The Southern coal skink is a secretive lizard that reaches the southwestern extent of its range in east Texas.  Here it occurs in upland forests over well-drained, sandy soils.  They can occasionally be seen scurrying across the leaf litter of longleaf pine savannas.  They are highly secretive and are quick to disappear under leaf litter or into downed woody debris when approached.  Thanks in part to this secretive nature, little is known about coal skinks in Texas.

Like many skinks, juvenile coal skinks have blue tails.  It is believed these bright tails direct the attention of potential predators away from the head and other more vital body parts.  During the breeding season the head and throat of male coal skinks turns bright orange.  It is possible that this coloration helps with mate attraction, and females may seek out males that display the brightest orange.

Though it is not included on state or federal threatened and endangered species lists, the coal skink is considered a species of conservation concern by some.  This is due in part to the lack of information on population dynamics in the state.  Research into their range and habitat in Texas could help increase our understandings and determine conservation priorities for these interesting lizards.

Slender Glass LizardMatt Buckingham – A Naturalist’s JourneyFlickr, and Instagram

Slender Glass Lizard (Ophisaurus attenuatus)
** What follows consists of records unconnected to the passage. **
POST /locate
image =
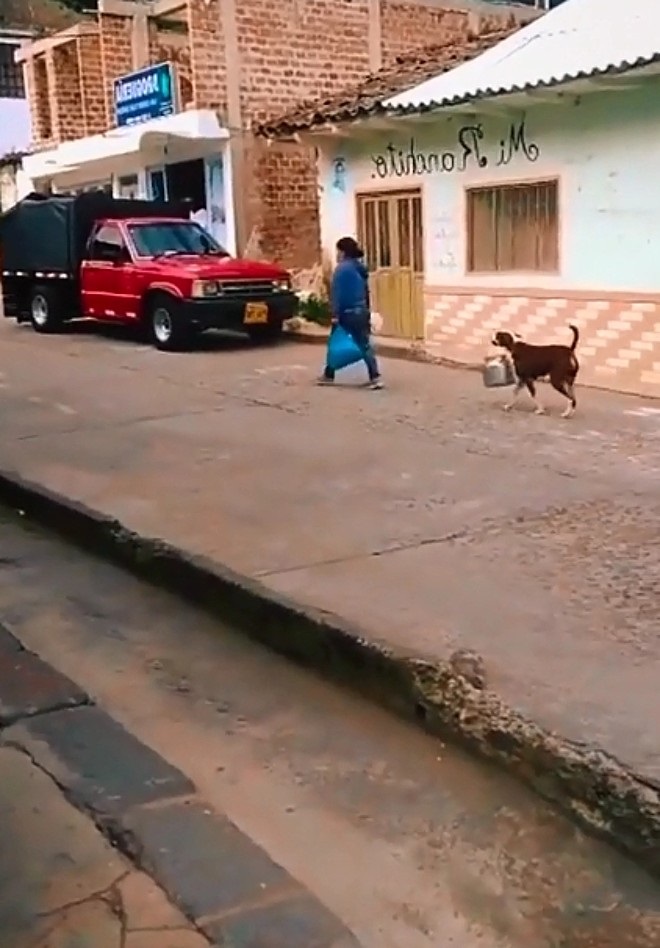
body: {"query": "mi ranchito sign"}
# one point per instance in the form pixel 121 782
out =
pixel 147 94
pixel 471 150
The genus Ophisaurus is derived from the Greek ophis (snake) and saurus (lizard).  Indeed, though it may lack external limbs, and for all intents and purposes looks like a snake, it is in fact a lizard.  When examined closely, the eyelids and ear openings give it away, as these traits are not found in snakes.
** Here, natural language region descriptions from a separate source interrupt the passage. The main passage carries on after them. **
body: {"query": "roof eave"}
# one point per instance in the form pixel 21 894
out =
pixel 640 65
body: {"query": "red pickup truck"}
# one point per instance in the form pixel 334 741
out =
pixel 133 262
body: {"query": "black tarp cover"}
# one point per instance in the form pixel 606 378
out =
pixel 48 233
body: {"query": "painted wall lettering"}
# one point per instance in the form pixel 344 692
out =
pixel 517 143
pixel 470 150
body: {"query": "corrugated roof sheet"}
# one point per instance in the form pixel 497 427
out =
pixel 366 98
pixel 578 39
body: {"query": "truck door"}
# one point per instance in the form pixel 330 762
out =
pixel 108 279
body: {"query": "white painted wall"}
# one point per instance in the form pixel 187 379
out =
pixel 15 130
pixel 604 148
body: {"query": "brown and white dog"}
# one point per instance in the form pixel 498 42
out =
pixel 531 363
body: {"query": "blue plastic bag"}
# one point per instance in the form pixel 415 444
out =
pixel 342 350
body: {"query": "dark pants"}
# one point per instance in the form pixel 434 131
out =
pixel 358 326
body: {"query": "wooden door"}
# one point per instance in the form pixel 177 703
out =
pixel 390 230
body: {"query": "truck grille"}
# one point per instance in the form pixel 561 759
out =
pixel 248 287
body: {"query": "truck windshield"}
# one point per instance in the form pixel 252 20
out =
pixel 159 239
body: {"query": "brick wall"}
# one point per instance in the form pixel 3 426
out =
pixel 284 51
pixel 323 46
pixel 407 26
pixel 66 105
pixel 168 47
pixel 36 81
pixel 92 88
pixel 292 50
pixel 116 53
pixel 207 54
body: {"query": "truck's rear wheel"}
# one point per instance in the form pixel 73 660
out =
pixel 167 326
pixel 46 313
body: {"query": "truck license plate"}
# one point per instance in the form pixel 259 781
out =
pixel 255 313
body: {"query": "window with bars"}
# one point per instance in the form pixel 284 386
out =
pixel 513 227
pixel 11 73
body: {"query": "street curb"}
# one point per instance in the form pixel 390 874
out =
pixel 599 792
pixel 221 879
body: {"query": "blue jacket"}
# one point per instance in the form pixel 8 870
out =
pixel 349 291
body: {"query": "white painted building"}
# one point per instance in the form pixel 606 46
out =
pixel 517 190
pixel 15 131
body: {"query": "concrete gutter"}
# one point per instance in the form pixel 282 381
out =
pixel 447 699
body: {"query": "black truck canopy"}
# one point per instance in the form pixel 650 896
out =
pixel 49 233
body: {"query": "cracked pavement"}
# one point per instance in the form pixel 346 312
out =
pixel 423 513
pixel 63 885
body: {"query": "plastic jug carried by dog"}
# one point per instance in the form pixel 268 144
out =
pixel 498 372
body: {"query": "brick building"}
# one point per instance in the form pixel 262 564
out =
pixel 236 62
The common name glass lizard comes from the genus’s propensity for caudal autonomy.  This is the familiar action of a lizard dropping its tail in response to a predator threat.  In the glass lizard, however, the tail makes up over half of its body and contains several fracture points.  This can result in an individual seeming to break into pieces when being captured by a potential predator.
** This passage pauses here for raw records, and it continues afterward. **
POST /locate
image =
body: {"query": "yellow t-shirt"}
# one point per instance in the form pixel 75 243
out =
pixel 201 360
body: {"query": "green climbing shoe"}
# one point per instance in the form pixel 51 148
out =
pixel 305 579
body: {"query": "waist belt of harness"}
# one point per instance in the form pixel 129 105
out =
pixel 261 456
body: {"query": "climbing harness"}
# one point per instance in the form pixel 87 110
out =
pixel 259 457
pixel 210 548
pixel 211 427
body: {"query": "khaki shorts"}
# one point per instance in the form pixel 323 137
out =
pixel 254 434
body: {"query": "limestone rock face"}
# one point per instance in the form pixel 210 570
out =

Glass lizards inhabit prairies and open savannas where a dense grass layer provides ample cover.  They literally “swim” through the grasses as they move through their territories.  They are considered a species of greatest conservation need by the Texas Parks and Wildlife Department, and evidence indicates that their population may be declining in parts of the state, likely as a result of habitat loss.

Three-toed Box Turtle (Terrapene carolina triunguis)

Three-toed Box TurtleMatt Buckingham - A Naturalist’s JourneyFlickr, and Instagram

The three-toed box turtle is the subspecies of eastern box turtle (Terrapene carolina) that occurs in the eastern half of Texas. They inhabit a variety of habitats but are most often found in mature hardwood and mixed pine-hardwood forests. They may occasionally wander into longleaf pine savannas near the transition zone with mesic slope forest or braided streams lined with hardwoods such as American beech and southern magnolia. Box turtles are named for their hinged plastrons (the bottom part of their shell), which they are able to close up to protect their head, legs, and other soft tissue. Three-toed box turtles are highly variable but often exhibit various degrees of yellow and orange spotting on their heads.

Tan Racer (Coluber constrictor etheridgei)

Tan RacerMatt Buckingham – A Naturalist’s JourneyFlickr, and Instagram

Tan racers are one of several subspecies of racer (Coluber constrictor) native to Texas. This subspecies is highly range restricted, occurring in only a handful of counties in extreme eastern Texas and western Louisiana. Their habitat here is closely linked to longleaf pine. In the heart of their range, in Hardin and Tyler Counties, most individuals are solid tan. Near the edges of their range in Liberty, Newton, Sabine, and Angelina Counties, individuals often show influence from the buttermilk racer (C. c. anthicus) and may show various degrees of white and bluish speckling. Racers are aptly named and quickly escape potential predators by moving at high speeds across the forest floor.